Retro ‘Doctor Who’ Review – Vol. 11.8

Posted on the 23 November 2013 by House Of Geekery @houseofgeekery

And done! Every episode reviewed! Now for some sleep before Day of the Doctor

The Wedding of River Song 

The sixth season of Doctor Who feels, on the whole, more a little cluttered. There are plenty of revelations about the main characters and hyped up plot threads coming to a close but for all the times they tried to make it feel epic it often feel short. Many small characters and events wind up being spun out as key plot devices. With the finale we return to the opening episode where the Doctor’s friends witness his apparent death.

 

By tracking down the miniature crew of the Teselacta the Doctor meets with the head of old ally Dorium Maldover who warns him that he must fulfill his destiny. It isn’t until he finds that his old friend the Brig has passed away (coinciding with the death of actor Nicholas Courtney, who appeared as the Brig alongside the Second, Third, Fourth, Fifth, Sixth and Seventh Doctors as the longest running companion in the show history) that the Doctor resigns himself to his death. When approached by the astronaut he is confronted by the younger River Song, trained from birth by the Silence to kill the Doctor.

By draining the suits power the Doctor averts his death but it causes time to collapse inwards. The next moment the Doctor is the soothsayer to Holy Roman Emperor Winston Churchill. Through various time bending events caused through the Doctor once again battling the Silence time reasserts itself and the Doctor is killed at the hand of River Song. The truth is later revealed to be that when the Doctor and River married he told her his plan to substitute himself for a Teselacta clone.

 

It’s an interesting episode, as are most that involve the manipulation of time. There are some rich visuals, but some of the big ideas feel like they get lost in the stream. The revenge for kidnapping and conditioning River Song and the marriage of River and the Doctor both feel skimmed over, when they should be the key points during the episode. It’s a good episode but like much of the season before it there’s much, which seems needlessly muddled.

The Doctor, The Widow and The Wadrobe

In true Doctor fashion this begins with goofiness. The Doctor is forced to abandon a crashing ship by jumping to Earth, but he puts his space helmet on backwards. Stuck and blind he relies on a kind woman named Madge to help to get him back to the TARDIS. The next Christmas, when Madge’s husband is reported missing during WWII the Doctor returns to provide their children with an unforgettable Christmas. The center piece is a Christmas gift that with transport them to a magical world, but one of the kids activates it early and travels to the other world at a time when it is not yet safe.

 

When the Doctor and the other child do track the first to a tall structure they discover that the planet is in distress. The living forests of the planet are being attacked by groups of miners and a powerful acid rain is expected to destroy everything on the surface.

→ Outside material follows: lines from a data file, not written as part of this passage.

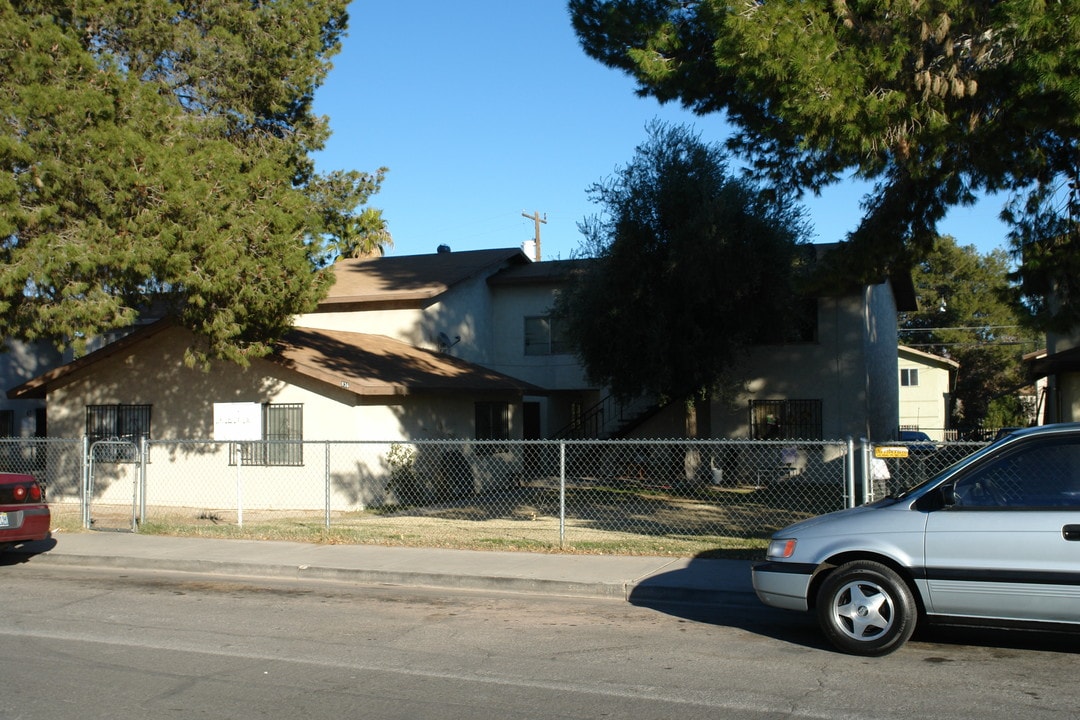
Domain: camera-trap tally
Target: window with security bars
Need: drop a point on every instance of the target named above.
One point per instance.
(493, 423)
(785, 420)
(115, 424)
(545, 336)
(282, 437)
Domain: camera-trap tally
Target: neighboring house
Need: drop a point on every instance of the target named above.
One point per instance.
(1056, 370)
(926, 391)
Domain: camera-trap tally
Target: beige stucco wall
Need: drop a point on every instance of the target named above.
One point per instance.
(511, 307)
(194, 475)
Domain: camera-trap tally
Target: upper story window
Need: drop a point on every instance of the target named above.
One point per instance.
(545, 336)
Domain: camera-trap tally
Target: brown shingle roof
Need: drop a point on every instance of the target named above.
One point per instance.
(410, 281)
(376, 365)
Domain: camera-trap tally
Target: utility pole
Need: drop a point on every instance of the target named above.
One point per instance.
(537, 220)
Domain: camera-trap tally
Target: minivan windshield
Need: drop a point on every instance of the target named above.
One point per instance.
(917, 489)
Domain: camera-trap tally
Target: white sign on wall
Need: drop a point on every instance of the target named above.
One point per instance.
(238, 422)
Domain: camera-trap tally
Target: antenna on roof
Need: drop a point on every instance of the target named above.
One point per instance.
(445, 343)
(537, 220)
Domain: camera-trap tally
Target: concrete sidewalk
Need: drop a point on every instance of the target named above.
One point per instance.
(625, 578)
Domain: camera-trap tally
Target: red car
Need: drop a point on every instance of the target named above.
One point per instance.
(24, 515)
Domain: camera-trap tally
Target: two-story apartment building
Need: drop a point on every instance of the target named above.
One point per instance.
(463, 344)
(458, 347)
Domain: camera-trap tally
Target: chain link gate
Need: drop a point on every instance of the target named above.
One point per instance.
(123, 460)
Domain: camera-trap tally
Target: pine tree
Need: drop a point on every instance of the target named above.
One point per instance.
(933, 100)
(156, 158)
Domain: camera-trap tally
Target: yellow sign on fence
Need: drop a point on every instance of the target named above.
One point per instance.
(890, 451)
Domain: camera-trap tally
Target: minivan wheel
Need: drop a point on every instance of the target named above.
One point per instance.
(864, 608)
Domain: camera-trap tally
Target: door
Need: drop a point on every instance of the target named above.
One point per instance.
(1008, 545)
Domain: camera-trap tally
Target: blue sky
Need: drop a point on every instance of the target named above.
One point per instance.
(484, 110)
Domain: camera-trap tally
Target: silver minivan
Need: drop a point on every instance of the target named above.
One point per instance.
(993, 540)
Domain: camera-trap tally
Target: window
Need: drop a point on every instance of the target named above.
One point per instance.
(118, 422)
(1044, 475)
(785, 420)
(493, 423)
(545, 336)
(282, 437)
(7, 423)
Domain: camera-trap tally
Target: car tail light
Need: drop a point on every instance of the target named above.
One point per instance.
(22, 493)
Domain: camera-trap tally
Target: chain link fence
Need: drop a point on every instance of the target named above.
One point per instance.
(645, 496)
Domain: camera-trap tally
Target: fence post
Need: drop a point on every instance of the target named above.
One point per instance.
(562, 493)
(849, 489)
(144, 451)
(326, 473)
(866, 484)
(85, 481)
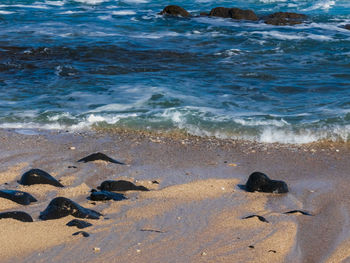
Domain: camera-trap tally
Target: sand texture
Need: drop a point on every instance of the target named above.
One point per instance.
(195, 209)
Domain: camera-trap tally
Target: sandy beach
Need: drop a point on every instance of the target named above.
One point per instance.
(195, 207)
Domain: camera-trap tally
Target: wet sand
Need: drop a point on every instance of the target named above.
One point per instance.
(195, 212)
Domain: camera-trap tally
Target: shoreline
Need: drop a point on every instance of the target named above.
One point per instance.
(197, 206)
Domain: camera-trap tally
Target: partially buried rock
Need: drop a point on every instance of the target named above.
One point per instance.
(79, 223)
(106, 195)
(284, 18)
(17, 215)
(37, 176)
(174, 10)
(121, 185)
(234, 13)
(99, 157)
(85, 234)
(61, 207)
(19, 197)
(260, 182)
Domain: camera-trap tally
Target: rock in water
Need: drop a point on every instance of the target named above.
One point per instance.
(78, 223)
(85, 234)
(121, 185)
(99, 157)
(17, 215)
(260, 182)
(37, 176)
(19, 197)
(234, 13)
(106, 195)
(174, 10)
(61, 207)
(284, 18)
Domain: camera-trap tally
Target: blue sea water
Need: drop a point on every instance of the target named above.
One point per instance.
(74, 64)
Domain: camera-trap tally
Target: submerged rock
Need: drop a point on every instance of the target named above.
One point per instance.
(99, 157)
(85, 234)
(106, 195)
(61, 207)
(121, 185)
(284, 18)
(174, 10)
(37, 176)
(17, 215)
(260, 182)
(234, 13)
(78, 223)
(19, 197)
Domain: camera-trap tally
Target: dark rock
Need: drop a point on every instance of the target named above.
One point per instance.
(85, 234)
(174, 10)
(261, 218)
(234, 13)
(121, 185)
(19, 197)
(261, 183)
(305, 213)
(284, 18)
(17, 215)
(61, 207)
(37, 176)
(106, 195)
(78, 223)
(99, 157)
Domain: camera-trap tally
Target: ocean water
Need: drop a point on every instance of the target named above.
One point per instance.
(76, 64)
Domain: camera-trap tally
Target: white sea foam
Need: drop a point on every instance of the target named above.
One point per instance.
(156, 35)
(36, 6)
(55, 3)
(294, 36)
(123, 13)
(257, 122)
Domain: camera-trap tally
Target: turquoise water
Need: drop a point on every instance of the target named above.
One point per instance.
(73, 64)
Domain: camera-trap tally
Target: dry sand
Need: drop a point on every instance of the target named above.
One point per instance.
(195, 212)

By the end of the episode everything is resolved in an immensely sugary manner. Whilst the previous Christmas episode was unusually depressing this one goes in the opposite direction and feels more like an after school special than an episode of Doctor Who. There’s a ham fisted environmental message and the dues ex machine that resolves the plot also allows the husband to be rescued. It’s a bit over the top.